In the midst of the hardest decision Congress as ever been forced to make in recent memory, the House split over the bailout. Perhaps the split (which defeated the president's plan) represents the closest thing to the first public victory in the new millennium. Seemingly for the first time, the wishes of the people trumped the leaders of both parties, and loyalty to constituencies trumped loyalty to party.
This doesn't mean that the Democratic and Republican representatives that broke from their leadership did so out of unity or for the same reasons (they certainly didn't), but they did so in the midst of the most terrifying time in cultural memory. In September of 2001, the people were in shock--but certainly not this kind of fear. Market volatility and banking crises seemed, for the first time, to be linked with the recent past for people. All of a sudden, deregulation and free trade, gas prices and green energy initiatives, executive pay and unemployment seem to be colliding into the moment many have been waiting for: not a depression, recession, or any other condition, but in a great awakening of consciousness. Its as if things are new today and that our understanding has fundamentally changed.
Suddenly the Keating 5 and the Savings & Loan scandal, which has somehow eluded the election process, despite Sen. John McCain's unethical ties and personal experience from the 1980s having an eery similarity to today's conditions, is now coming up. In fact, it is coming up as people are trying to honestly assess the conditions and feverishly hope to find something in the past to inform our current status and have found it in Reagan's first great boondagle. And the fact that McCain (and his favorite economist, former Sen. Gramm) not only failed to learn the lesson of the S&L bailout, but in some twisted way, seemed eager to replicate it with our banks.
More surprising, I actually heard the following argument on the radio: an economist admitted that there isn't anything we can do. That the only thing that could have been done had to be done a decade ago. That nothing can be saved--perhaps only rebuilt.
And most shocking of all is perhaps the former genius, the former rock star of economics (and former Fed chief) Allen Greenspan is now on the hit list, taking a great deal of the heat for his "love of all things bubble" as it was recently described. His chairmanship, taking Reagan's reverse-economics to the extreme, gambling the entire economy on a principle that doesn't generate wealth for the country or for the poor or middle class, but a principle that could only and always, create wealth for the wealthy, these machiavelian economic philosophies are now being scruitinized for seemingly the first time.
And this moment, this time of political fear and economic shock, a time when it is bad to be a homeowner, a stockholder, or an employee, we are having a truly great awakening, a moment where the country can examine its leadership of the last three decades with sober eyes and say this: how did you fail us? You took an oath. You used your position for personal gain, selling out the country (not unlike politicians in the 1880s and 90's) and brought about the very conditions of a new Great Depression. How dare you ask for a second chance.

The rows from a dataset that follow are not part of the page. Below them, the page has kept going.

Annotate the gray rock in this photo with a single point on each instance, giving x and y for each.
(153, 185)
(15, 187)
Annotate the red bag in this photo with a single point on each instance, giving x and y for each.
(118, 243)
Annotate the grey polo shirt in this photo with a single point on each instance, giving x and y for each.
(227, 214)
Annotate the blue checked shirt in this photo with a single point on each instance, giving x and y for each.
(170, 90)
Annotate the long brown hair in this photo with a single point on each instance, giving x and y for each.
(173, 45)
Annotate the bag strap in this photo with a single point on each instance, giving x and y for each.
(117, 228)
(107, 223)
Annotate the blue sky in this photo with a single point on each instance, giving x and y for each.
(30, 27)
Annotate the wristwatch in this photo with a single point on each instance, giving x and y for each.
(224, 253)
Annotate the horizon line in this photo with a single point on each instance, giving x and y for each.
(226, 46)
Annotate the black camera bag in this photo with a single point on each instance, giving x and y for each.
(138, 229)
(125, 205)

This doesn't mean that the Democratic and Republican representatives that broke from their leadership did so out of unity or for the same reasons (they certainly didn't), but they did so in the midst of the most terrifying time in cultural memory. In September of 2001, the people were in shock--but certainly not this kind of fear. Market volatility and banking crises seemed, for the first time, to be linked with the recent past for people. All of a sudden, deregulation and free trade, gas prices and green energy initiatives, executive pay and unemployment seem to be colliding into the moment many have been waiting for: not a depression, recession, or any other condition, but in a great awakening of consciousness. Its as if things are new today and that our understanding has fundamentally changed.
Suddenly the Keating 5 and the Savings & Loan scandal, which has somehow eluded the election process, despite Sen. John McCain's unethical ties and personal experience from the 1980s having an eery similarity to today's conditions, is now coming up. In fact, it is coming up as people are trying to honestly assess the conditions and feverishly hope to find something in the past to inform our current status and have found it in Reagan's first great boondagle. And the fact that McCain (and his favorite economist, former Sen. Gramm) not only failed to learn the lesson of the S&L bailout, but in some twisted way, seemed eager to replicate it with our banks.
More surprising, I actually heard the following argument on the radio: an economist admitted that there isn't anything we can do. That the only thing that could have been done had to be done a decade ago. That nothing can be saved--perhaps only rebuilt.
And most shocking of all is perhaps the former genius, the former rock star of economics (and former Fed chief) Allen Greenspan is now on the hit list, taking a great deal of the heat for his "love of all things bubble" as it was recently described. His chairmanship, taking Reagan's reverse-economics to the extreme, gambling the entire economy on a principle that doesn't generate wealth for the country or for the poor or middle class, but a principle that could only and always, create wealth for the wealthy, these machiavelian economic philosophies are now being scruitinized for seemingly the first time.
And this moment, this time of political fear and economic shock, a time when it is bad to be a homeowner, a stockholder, or an employee, we are having a truly great awakening, a moment where the country can examine its leadership of the last three decades with sober eyes and say this: how did you fail us? You took an oath. You used your position for personal gain, selling out the country (not unlike politicians in the 1880s and 90's) and brought about the very conditions of a new Great Depression. How dare you ask for a second chance.